Creating your own spiritual path is all about learning to follow the guidance of your own intuition – that still, small voice within you which can be relied upon to lead you in exactly the right direction at exactly the right time. Before you can follow that inner voice, however, you first need to be able to hear it, and it is therefore no surprise that one of the key practices in almost all spiritual traditions is spending time in silence and solitude.
– Around 2,600 years ago, the prince Siddhartha Gautama became the Buddha, or ‘awakened one’ after developing and practicing Samatha and Vipassana, or what we now refer to as concentration and mindfulness meditation.
– Around 2,000 years ago, Jesus was in the habit of spending a great deal of time in silence and solitude. Mark 1:35 says that: ‘Early in the morning, while it was still dark, he rose up and went out, and departed into a deserted place, and prayed there.’ The Bible also reveals that he often liked to sit by a lake, or on a mountainside, and that his ministry began only after he had spent forty days in the desert.

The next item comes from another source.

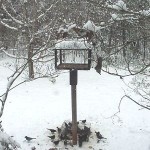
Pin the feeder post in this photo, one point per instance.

Explore other traditions and you will find similar accounts of spiritual development being realised through silence and solitude, and so it is a proven habit which can be just as fruitful today as it was in previous times. In fact, when you consider how much noisier and busier the world is today, it could be argued that the practice of silence and solitude is even more important.
Learning to meditate properly and then doing so on a regular basis is one of the simplest ways of spending time in silence and solitude, and two of the very best books on the subject (both from the Buddhist tradition) are Mindfulness in Plain English by Bhante Henepola Gunaratana and Mindfulness, Bliss and Beyond by Ajahn Brahm.
Of course, meditating isn’t the only way to spend time in silence and solitude, and you could also consider taking yourself away to a natural environment – by a lake or the coast, or in the heart of woodland, for example – to simply sit and enjoy the peace and stillness of that place.
Whichever of those approaches you choose to pursue, the important thing is to immerse yourself in the silence and solitude. This doesn’t always come easy, because we live in a world in which it is considered normal to check emails, texts and social network updates around the clock, but if you make a resolute effort to ‘unplug’ from the noise of daily life for a few minutes each day, you will soon appreciate the benefits.
And what are those benefits? Well, they are numerous, as any number of scientifically rigorous studies can confirm. Your mind will quieten, your stress levels will reduce and your perspective will broaden. You will also find that the inner voice of your intuition becomes a great deal easier to hear, putting you in closer touch with a built-in spiritual guidance system that will never let you down.